Doña Elena sabía muchísimas más
cosas que taquigrafía y mecanografía. Yo nunca había conocido a nadie que
supiera tanto como ella, ni siquiera Don Eusebio, que nos enseñaba Historia a
base de nombres de batallas y cuando nos preguntaba Literatura siempre decía,
dando golpes en la mesa como si estuviera enfadado, ¡apellido del escritor,
fecha, lugar de nacimiento y obras más importantes! Ella no era así. Ella
contaba historias, y se sabía tantas que nunca se agotaban, historias
verdaderas e inventadas, alegres y crueles, cómicas y tristísimas, historias
completas que parecían grandes y luego eran pequeñas, porque siempre formaban
parte de una historia mayor, una historia infinita que muchos adultos como ella
y muchos niños como yo habían fabricado juntos a lo largo de los siglos, la
historia de la sabiduría y de la curiosidad, la historia del conocimiento y del
hambre de conocer, la historia que quien sabe mucho entrega a quien no sabe
nada para que, en lugar de dividirse, crezca más y viva para siempre.
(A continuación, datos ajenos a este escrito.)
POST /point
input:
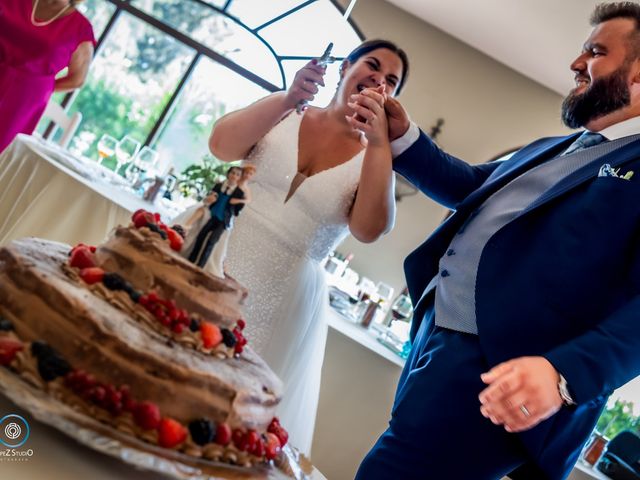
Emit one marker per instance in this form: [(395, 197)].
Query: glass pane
[(308, 31), (622, 411), (206, 97), (217, 32), (323, 97), (257, 12), (130, 82), (98, 12)]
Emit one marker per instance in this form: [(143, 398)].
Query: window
[(622, 411), (165, 70)]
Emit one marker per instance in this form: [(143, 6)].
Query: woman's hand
[(305, 84), (78, 69), (397, 117), (211, 198), (369, 115)]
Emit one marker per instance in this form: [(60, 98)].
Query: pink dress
[(30, 58)]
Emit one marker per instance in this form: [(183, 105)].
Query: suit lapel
[(615, 158), (526, 159)]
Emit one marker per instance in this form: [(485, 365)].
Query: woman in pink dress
[(38, 39)]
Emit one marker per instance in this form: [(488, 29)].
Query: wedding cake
[(132, 334)]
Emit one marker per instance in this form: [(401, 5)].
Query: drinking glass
[(106, 147), (126, 149), (146, 160)]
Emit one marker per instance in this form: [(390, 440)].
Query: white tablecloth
[(46, 192)]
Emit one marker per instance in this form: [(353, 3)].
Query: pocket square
[(607, 171)]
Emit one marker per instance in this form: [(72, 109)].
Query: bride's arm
[(236, 133), (374, 208)]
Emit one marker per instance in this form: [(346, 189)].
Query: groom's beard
[(605, 95)]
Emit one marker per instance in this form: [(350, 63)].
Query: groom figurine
[(528, 297), (227, 195)]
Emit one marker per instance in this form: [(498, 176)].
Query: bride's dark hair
[(370, 45)]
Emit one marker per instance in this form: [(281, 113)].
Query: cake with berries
[(132, 334)]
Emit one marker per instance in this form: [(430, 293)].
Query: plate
[(290, 465)]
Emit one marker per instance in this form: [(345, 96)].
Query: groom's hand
[(522, 392), (397, 118)]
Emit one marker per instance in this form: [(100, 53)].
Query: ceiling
[(538, 38)]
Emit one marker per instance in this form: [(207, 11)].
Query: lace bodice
[(315, 219)]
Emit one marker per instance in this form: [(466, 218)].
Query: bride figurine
[(316, 182), (207, 224)]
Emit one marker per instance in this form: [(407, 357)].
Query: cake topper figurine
[(208, 224)]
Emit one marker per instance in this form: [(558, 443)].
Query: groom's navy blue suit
[(562, 280)]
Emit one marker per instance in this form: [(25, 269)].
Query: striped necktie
[(586, 140)]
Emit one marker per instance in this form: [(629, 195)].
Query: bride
[(320, 175)]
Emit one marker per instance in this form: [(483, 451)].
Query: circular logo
[(14, 431)]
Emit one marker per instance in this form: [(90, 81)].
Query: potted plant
[(198, 179)]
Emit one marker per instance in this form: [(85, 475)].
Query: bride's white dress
[(275, 250)]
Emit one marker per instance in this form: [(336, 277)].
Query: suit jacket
[(230, 210), (561, 280)]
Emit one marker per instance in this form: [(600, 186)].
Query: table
[(47, 192)]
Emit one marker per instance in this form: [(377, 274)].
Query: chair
[(68, 124)]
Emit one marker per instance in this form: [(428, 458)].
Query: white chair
[(68, 123)]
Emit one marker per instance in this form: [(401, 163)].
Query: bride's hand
[(369, 116), (305, 84)]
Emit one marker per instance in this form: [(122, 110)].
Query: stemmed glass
[(106, 147), (141, 167), (126, 149)]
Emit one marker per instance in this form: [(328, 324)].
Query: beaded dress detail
[(274, 250)]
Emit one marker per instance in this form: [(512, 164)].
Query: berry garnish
[(147, 415), (113, 281), (142, 218), (51, 366), (202, 431), (211, 334), (223, 434), (9, 347), (82, 257), (135, 295), (158, 230), (175, 240), (41, 348), (194, 325), (239, 439), (272, 446), (278, 431), (180, 230), (92, 275), (228, 338), (5, 325), (171, 433), (257, 449)]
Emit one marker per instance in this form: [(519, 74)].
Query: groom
[(528, 297)]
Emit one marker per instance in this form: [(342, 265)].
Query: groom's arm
[(443, 177)]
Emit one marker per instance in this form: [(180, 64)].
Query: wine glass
[(106, 147), (141, 167), (126, 149), (146, 160)]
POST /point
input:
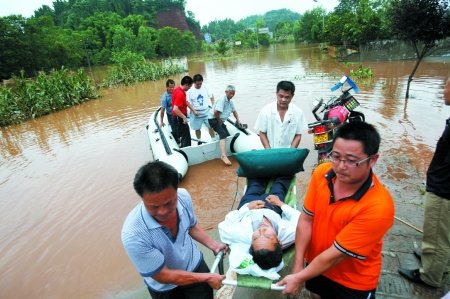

Doña Elena
me enseñó mucho más que taquigrafía y mecanografía en la primavera dorada de mi
ignorancia, y después, cuando dejé de ser inocente, me enseño más cosas
todavía. Me descubrió quién había sido Ulises y quién había sido Newton,
quiénes fueron El Cid y Almanzor, por qué había habido una guerra que había
durado cien años y que un músico llamado Wolfgang Amadeus Mozart terminó una misa
de réquiem en la última noche de su vida. Me enseñó poemas y romances,
canciones y letrillas, refranes y adivinanzas, y muchas palabras en muchos
idiomas distintos pero, sobre todo, me enseñó un camino, un destino, una forma
de mirar el mundo, y que las preguntas verdaderamente importantes son siempre más
importantes que cualquiera de sus respuestas.